Below is an article from the September 2009 PennsylvaniaJobs.Com Newsletter that reinforces the importance of professionalism and preparation at a job fair.
Strategies for Job Fairs
Job fairs are employers' territory.
With the fair-like atmosphere and so many employers contending for candidates, it would be easy to assume that employers are there for you, and all you have to do is show up. While this is true in a sense, you are there for them too, and you are competing with hundreds-maybe even thousands-of other job seekers. You're essentially in employers' territory, just as you are when you attend interviews at their offices. During interviews, you must leave favorable, lasting impressions in employers' minds, not just résumés in their hands. The same goes for job fairs, but more so. Remember, hundreds of job seekers may have been at the booths before you, and there may be hundreds after. Dress sharp and act professional.
Job fairs are strictly business to employers.

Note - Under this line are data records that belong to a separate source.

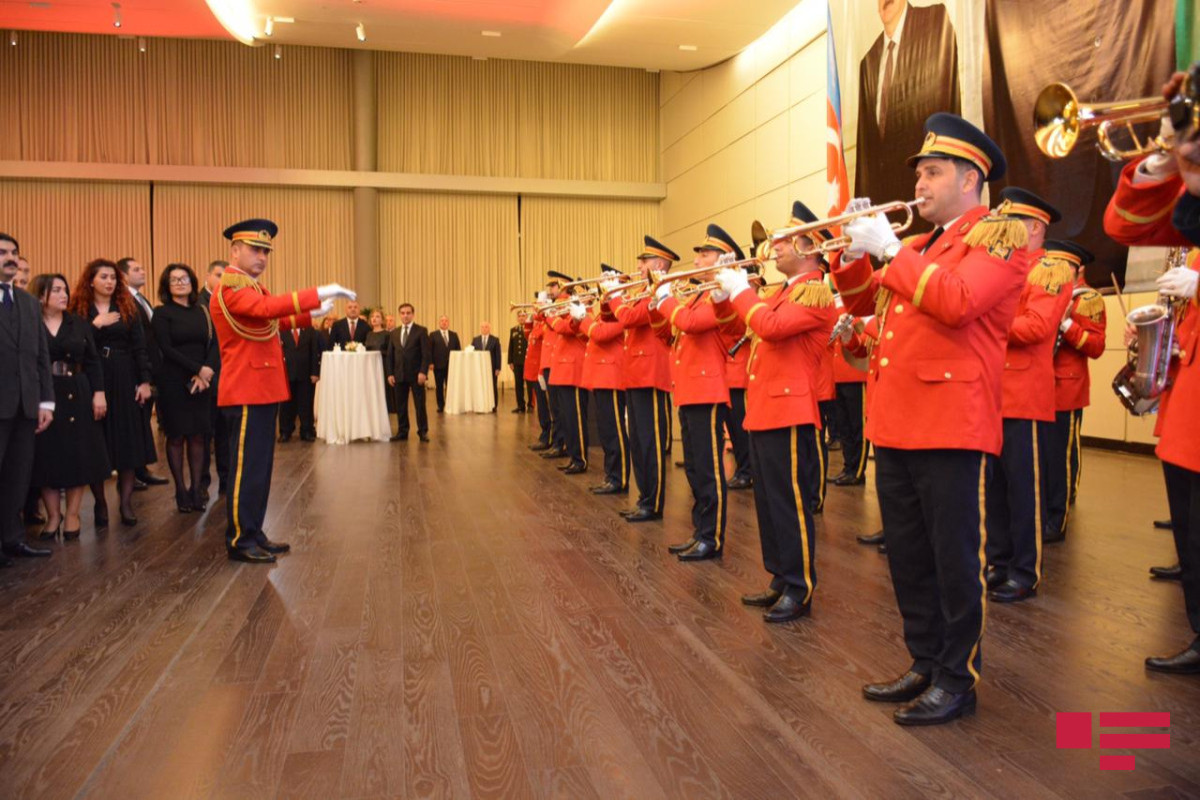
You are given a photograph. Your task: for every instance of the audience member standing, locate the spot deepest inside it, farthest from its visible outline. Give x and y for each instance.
(69, 455)
(27, 400)
(102, 296)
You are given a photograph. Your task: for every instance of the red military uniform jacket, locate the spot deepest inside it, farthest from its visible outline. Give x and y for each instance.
(252, 371)
(647, 354)
(791, 329)
(697, 371)
(1141, 215)
(943, 322)
(605, 355)
(1029, 364)
(1083, 341)
(567, 368)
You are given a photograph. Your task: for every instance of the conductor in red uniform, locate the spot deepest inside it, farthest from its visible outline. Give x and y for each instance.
(253, 378)
(945, 305)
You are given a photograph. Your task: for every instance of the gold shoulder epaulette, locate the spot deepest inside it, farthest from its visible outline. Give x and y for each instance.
(1051, 274)
(814, 294)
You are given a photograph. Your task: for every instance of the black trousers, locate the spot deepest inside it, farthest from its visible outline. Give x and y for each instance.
(541, 400)
(931, 501)
(1060, 465)
(423, 420)
(16, 469)
(851, 419)
(649, 425)
(252, 458)
(783, 461)
(299, 404)
(738, 438)
(1183, 498)
(610, 404)
(703, 443)
(439, 379)
(573, 408)
(1014, 505)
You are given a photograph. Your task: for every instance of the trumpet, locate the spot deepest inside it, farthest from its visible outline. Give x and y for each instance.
(840, 242)
(1059, 119)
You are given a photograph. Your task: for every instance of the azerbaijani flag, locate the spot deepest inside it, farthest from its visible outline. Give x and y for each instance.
(835, 158)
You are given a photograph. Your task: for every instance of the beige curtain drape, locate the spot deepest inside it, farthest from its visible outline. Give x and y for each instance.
(454, 254)
(575, 235)
(516, 119)
(96, 98)
(315, 244)
(63, 226)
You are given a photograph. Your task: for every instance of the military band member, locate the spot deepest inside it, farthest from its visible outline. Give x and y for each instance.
(945, 305)
(1080, 337)
(603, 362)
(1140, 212)
(791, 326)
(247, 322)
(646, 374)
(1015, 510)
(697, 378)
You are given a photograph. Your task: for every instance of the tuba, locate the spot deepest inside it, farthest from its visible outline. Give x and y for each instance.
(1144, 378)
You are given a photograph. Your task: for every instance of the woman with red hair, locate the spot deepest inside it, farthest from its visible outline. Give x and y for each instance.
(102, 298)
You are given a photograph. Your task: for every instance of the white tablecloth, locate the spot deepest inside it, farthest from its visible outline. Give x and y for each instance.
(469, 383)
(351, 402)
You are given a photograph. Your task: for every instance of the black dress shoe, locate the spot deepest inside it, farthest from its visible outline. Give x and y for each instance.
(786, 609)
(1011, 593)
(1181, 663)
(23, 551)
(1167, 572)
(701, 552)
(250, 554)
(763, 599)
(904, 689)
(935, 707)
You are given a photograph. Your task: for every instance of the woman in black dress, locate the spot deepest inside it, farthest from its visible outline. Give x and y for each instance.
(102, 298)
(184, 331)
(70, 453)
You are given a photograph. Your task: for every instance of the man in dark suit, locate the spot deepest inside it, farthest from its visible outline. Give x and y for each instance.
(301, 355)
(27, 400)
(352, 329)
(517, 347)
(444, 342)
(910, 72)
(485, 341)
(219, 440)
(408, 364)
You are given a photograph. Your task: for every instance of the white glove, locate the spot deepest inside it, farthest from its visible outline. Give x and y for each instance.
(335, 290)
(1179, 282)
(732, 281)
(870, 235)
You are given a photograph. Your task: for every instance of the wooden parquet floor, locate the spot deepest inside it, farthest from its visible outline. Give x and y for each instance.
(459, 619)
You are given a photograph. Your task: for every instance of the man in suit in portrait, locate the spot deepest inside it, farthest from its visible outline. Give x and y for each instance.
(352, 329)
(408, 364)
(301, 355)
(444, 342)
(910, 72)
(485, 341)
(27, 400)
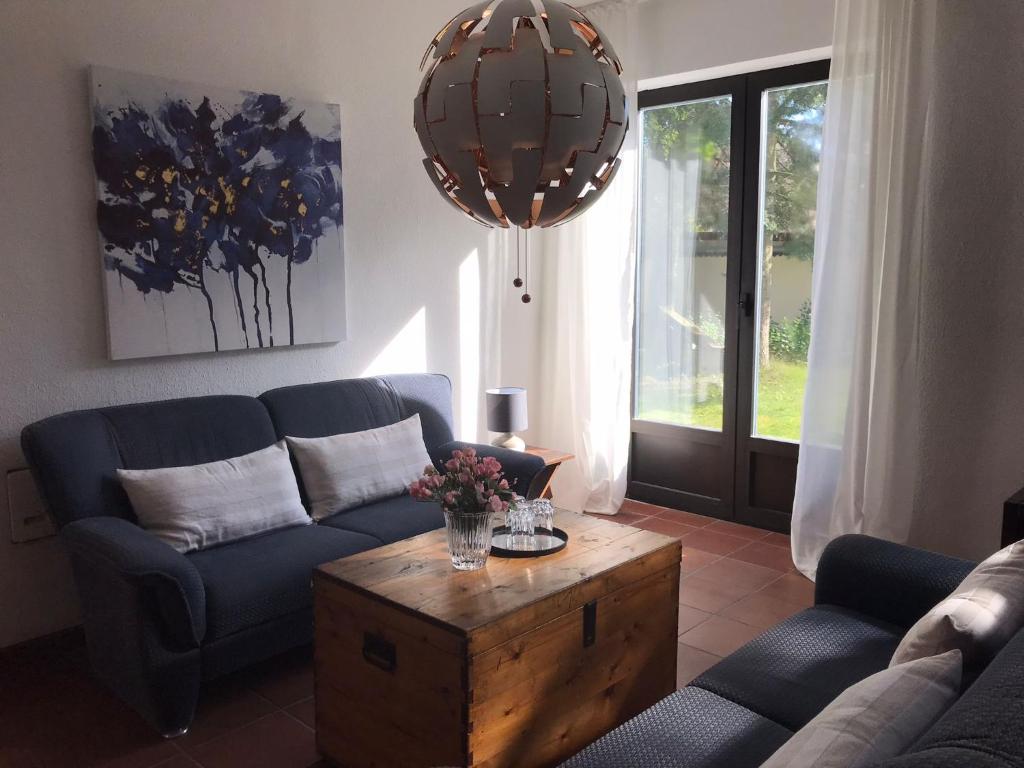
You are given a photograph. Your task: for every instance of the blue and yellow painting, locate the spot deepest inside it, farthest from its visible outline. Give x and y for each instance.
(220, 217)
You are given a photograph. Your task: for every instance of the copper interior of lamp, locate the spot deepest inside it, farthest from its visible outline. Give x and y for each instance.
(484, 203)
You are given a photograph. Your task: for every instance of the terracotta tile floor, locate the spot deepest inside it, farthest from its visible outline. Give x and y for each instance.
(736, 581)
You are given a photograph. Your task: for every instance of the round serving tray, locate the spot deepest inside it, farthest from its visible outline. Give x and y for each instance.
(544, 542)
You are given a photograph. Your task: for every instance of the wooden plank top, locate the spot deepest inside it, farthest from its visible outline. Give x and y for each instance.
(550, 456)
(416, 576)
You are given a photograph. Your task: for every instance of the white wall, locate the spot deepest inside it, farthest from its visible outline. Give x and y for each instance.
(415, 266)
(689, 35)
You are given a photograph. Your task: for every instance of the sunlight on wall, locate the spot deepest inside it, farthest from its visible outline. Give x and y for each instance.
(407, 352)
(469, 346)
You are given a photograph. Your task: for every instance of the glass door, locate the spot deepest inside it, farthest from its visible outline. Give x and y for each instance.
(728, 185)
(689, 242)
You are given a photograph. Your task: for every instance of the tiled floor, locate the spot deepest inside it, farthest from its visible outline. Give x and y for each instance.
(735, 582)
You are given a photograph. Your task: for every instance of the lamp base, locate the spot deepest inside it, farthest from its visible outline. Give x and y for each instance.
(510, 441)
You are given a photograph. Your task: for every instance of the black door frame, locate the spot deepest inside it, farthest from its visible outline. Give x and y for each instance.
(721, 506)
(739, 449)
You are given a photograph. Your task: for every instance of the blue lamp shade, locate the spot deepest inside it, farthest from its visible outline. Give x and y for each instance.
(507, 410)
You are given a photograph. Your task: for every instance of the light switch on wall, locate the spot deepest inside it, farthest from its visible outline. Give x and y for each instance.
(29, 519)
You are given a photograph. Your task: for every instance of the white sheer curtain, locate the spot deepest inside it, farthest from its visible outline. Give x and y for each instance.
(911, 429)
(584, 291)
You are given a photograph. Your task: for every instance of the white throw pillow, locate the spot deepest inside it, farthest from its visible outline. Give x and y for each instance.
(979, 617)
(877, 719)
(348, 470)
(198, 507)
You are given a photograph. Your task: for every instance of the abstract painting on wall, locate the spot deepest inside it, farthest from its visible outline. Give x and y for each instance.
(220, 217)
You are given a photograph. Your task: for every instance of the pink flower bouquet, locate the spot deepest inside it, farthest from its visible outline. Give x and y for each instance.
(469, 484)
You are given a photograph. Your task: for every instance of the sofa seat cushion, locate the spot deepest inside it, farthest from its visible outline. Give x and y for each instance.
(792, 672)
(949, 757)
(987, 718)
(692, 728)
(257, 580)
(390, 519)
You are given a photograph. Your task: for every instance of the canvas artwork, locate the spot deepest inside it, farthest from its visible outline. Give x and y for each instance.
(220, 217)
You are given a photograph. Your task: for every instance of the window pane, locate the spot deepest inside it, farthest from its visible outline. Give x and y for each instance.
(681, 278)
(791, 151)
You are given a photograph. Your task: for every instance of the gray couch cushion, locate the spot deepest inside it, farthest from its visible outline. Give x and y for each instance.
(794, 670)
(988, 718)
(267, 577)
(689, 729)
(74, 457)
(390, 519)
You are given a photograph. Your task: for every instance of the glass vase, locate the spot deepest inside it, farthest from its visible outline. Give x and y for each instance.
(469, 539)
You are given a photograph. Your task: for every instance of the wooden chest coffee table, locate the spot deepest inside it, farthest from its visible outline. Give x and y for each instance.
(520, 664)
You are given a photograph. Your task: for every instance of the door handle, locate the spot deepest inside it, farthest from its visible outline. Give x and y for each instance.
(747, 304)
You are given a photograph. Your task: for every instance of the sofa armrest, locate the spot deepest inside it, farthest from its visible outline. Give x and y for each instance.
(891, 582)
(142, 560)
(519, 468)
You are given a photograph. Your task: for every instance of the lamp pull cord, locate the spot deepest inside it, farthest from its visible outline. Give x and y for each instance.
(526, 298)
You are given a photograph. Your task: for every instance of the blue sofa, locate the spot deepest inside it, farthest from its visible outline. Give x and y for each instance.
(157, 622)
(868, 593)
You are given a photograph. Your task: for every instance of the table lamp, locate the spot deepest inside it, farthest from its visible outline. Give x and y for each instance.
(507, 415)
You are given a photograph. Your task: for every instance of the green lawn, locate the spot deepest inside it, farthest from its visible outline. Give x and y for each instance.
(780, 402)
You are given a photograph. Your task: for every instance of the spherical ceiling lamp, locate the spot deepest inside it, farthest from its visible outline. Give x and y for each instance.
(521, 113)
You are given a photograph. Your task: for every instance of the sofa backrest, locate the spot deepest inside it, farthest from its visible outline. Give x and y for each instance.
(983, 727)
(354, 404)
(74, 457)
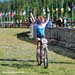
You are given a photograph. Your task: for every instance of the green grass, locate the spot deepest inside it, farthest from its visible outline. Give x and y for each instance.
(17, 55)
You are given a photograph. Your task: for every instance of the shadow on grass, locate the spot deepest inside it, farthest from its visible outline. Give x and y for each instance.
(27, 63)
(62, 51)
(57, 49)
(25, 36)
(24, 64)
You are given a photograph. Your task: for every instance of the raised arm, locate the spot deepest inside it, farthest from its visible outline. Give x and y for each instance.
(48, 16)
(33, 19)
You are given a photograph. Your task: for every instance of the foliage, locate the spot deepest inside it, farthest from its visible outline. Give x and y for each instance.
(37, 5)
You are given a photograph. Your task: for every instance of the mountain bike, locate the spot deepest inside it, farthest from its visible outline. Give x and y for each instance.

Employers paid big bucks to be there. Even if they have an overabundance of jobs to fill, they are still there to find sharp, qualified employees who have interest, dedication and initiative, and you can't display all that on a résumé alone. To succeed, take job fairs as seriously as employers take interviews. Since they tend to be more casual than formal interviews, you can generally loosen up a little and act more friendly. But body language, manners and other interview professionalisms still count. Read the mood of the employer representative with whom you're talking at the moment, and adjust your professional style accordingly.
Spend some quality time.
While some candidates are trying to win a place in the Guiness World Book of Records for distributing the most résumés at a single career event, you can be smooth talking your way into their ideal jobs. It's much better to spend some quality time talking with only a few, well-targeted employers who are looking for your specific skills, than it is to just toss your résumé at every booth.